In the U.S., the coronavirus has so far sickened more than 672,000 individuals, and killed more than 30,000, according to real time data tracked by Johns Hopkins.
But weeks’ worth of strict social distancing measures across the country, and especially in some of the nation’s largest cities, is helping to “flatten the curve” of new hospitalizations and cases, emboldening talk of restarting public life that’s been in suspended animation.
The Trump administration briefed governors on Thursday about a three-phase blueprint for economic reopening, leaving it to the states to move through each phase at their own paces and ensure testing, surveillance and contingency plans remain in place in case another wave of infections arises.
But with case counts still elevated in absolute terms, some of the states hardest hit by the coronavirus virus doubled down on their current social distancing standards, at least for the near-term. New York Governor Andrew Cuomo on Thursday extended the shutdown in the state, the hardest hit by the coronavirus, to May 15, in coordination with other Northeast states.
4:00 p.m. ET: Stocks post first back-to-back weekly gains since mid-February
Stocks rose Friday afternoon, with a late-afternoon rally sending the Dow up more than 700 points by market close.
Here’s where the markets settled at the end of regular equity trading Friday:
S&P 500 (^GSPC): +75.01 points (+2.68%) to 2,874.56
Dow (^DJI): +704.81 points (+2.99%) to 24,242.49
Nasdaq (^IXIC): +117.78 points (+1.38%) to 8,650.14
Gold (GC=F): -$37.20 (-2.15%) to $1,694.50 per ounce
10-year Treasury (^TNX): +3.9 bps to yield 0.65%
2:45 p.m. ET: Crude oil prices plunge below $19 per barrel as demand shock continues to dent energy prices
U.S. West Texas intermediate crude oil May futures (CL=F) settled lower by 8.1% on Friday to a fresh 18-year low of $18.27, extending oil’s inexorable price declines.

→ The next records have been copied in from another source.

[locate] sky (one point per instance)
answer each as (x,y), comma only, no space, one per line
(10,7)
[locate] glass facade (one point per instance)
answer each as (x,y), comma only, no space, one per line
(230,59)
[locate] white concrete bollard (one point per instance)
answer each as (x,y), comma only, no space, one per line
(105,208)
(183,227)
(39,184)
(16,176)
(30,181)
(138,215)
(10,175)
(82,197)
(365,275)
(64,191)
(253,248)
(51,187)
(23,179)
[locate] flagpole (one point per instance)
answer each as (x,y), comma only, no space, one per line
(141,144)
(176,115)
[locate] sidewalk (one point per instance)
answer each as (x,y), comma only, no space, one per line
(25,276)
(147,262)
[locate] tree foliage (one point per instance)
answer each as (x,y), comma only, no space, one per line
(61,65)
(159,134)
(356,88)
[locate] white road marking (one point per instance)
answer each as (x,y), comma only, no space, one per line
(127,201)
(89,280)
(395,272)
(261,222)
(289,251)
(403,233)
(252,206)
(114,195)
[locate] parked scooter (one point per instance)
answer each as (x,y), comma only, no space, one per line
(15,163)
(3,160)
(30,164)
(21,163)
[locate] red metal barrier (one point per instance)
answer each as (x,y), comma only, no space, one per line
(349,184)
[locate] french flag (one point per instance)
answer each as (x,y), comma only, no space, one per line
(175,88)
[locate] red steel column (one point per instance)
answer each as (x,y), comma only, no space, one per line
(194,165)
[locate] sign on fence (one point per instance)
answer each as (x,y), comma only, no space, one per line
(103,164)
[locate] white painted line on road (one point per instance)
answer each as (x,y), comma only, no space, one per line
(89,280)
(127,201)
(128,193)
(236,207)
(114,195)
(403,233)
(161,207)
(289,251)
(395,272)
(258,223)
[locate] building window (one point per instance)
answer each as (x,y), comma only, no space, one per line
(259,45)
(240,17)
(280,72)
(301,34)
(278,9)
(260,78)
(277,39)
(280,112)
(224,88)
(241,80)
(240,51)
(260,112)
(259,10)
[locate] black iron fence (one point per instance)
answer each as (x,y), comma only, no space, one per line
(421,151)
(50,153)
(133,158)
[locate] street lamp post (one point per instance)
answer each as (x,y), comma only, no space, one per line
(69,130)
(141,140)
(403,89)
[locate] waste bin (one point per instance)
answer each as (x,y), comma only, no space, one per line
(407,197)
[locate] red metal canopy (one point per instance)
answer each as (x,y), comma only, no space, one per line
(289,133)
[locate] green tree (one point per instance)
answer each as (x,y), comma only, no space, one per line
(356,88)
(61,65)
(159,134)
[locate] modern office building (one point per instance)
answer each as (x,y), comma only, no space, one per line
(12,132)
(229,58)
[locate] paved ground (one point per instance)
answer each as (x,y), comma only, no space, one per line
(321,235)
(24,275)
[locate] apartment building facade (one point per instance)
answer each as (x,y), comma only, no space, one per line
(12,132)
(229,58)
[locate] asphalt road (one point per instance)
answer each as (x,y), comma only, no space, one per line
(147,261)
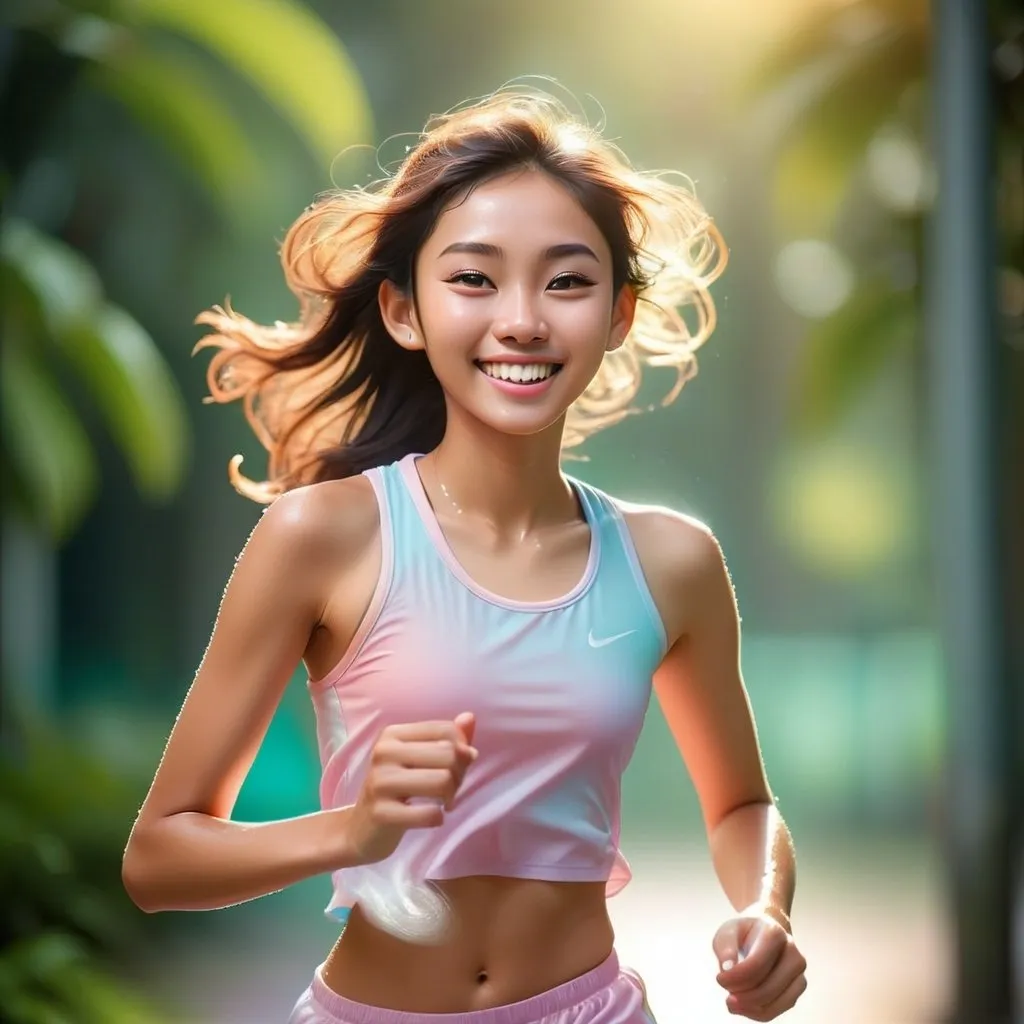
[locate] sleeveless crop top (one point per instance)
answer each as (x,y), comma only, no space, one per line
(559,688)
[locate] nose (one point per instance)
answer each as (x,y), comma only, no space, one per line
(518,320)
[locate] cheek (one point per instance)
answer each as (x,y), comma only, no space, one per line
(451,320)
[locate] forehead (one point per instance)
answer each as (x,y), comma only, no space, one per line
(525,209)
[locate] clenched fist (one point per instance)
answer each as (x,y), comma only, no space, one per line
(414,775)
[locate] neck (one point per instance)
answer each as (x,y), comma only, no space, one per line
(514,484)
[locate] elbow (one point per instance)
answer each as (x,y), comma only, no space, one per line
(136,875)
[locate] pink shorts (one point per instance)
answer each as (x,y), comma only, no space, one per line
(608,994)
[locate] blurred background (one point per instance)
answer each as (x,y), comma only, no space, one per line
(855,437)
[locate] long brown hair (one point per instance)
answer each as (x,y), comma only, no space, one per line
(333,394)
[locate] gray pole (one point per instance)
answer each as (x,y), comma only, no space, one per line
(963,345)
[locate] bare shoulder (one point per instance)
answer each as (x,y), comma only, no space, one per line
(314,526)
(682,562)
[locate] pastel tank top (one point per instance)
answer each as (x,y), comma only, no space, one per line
(559,688)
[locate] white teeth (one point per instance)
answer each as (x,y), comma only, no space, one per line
(519,372)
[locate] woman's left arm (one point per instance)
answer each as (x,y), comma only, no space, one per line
(700,689)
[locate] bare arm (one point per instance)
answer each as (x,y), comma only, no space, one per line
(700,689)
(184,852)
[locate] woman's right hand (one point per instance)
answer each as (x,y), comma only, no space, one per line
(424,762)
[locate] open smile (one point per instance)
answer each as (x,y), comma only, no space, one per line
(522,380)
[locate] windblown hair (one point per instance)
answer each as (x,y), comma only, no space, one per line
(333,394)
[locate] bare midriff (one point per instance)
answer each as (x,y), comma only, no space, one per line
(511,939)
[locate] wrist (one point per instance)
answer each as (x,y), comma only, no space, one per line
(776,912)
(337,848)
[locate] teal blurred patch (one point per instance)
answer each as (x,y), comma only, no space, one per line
(285,777)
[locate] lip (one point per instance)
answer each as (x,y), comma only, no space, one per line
(519,358)
(513,388)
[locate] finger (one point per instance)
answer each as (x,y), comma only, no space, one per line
(767,1012)
(788,968)
(394,813)
(726,944)
(763,952)
(406,783)
(422,754)
(466,723)
(411,731)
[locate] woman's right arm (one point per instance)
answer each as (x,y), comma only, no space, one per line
(184,852)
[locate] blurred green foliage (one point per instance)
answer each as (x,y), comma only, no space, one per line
(72,360)
(61,832)
(842,87)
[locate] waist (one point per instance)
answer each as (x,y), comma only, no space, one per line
(513,938)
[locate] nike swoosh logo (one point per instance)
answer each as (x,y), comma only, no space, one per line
(604,641)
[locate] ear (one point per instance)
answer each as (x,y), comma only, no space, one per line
(398,314)
(622,317)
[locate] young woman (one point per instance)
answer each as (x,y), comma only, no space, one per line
(481,632)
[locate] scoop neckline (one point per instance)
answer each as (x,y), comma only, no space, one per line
(414,483)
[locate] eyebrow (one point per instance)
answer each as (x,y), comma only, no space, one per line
(553,252)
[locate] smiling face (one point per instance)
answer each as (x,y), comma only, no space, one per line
(515,303)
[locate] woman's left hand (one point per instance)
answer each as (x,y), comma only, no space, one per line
(761,967)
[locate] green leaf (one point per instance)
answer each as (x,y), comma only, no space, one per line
(135,393)
(829,133)
(829,91)
(175,99)
(293,57)
(61,282)
(121,366)
(847,350)
(48,450)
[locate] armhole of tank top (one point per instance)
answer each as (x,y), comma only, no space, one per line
(384,578)
(630,550)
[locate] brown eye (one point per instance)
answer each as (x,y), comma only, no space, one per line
(564,282)
(472,279)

The drop brought the commodity’s weekly losses to 20%, as optimism over last week’s OPEC+ output cut was quickly vanquished as investors considered ongoing demand destruction due to the coronavirus pandemic.
1:00 p.m. ET: It’s good to be an online retailer
The biggest beneficiaries of widespread social distancing have been Amazon, Netflix (NFLX) and Zoom — but Shopify (SHOP) is coming on strong.
The stock is testing new records after CTO Jean-Michel Lemieux said the e-commerce company is seeing “Black Friday” levels of traffic on a daily basis. “It won’t be long before traffic has doubled or more,” he added.
12:25 p.m. ET: The ‘go outside’ rally
Amanda Agati, PNC chief investment strategist, explained to Yahoo Finance why the bank is skeptical over Friday’s price action, which she called “a sell the ‘stay-at-home’ basket and buy the ‘go outside’ basket.”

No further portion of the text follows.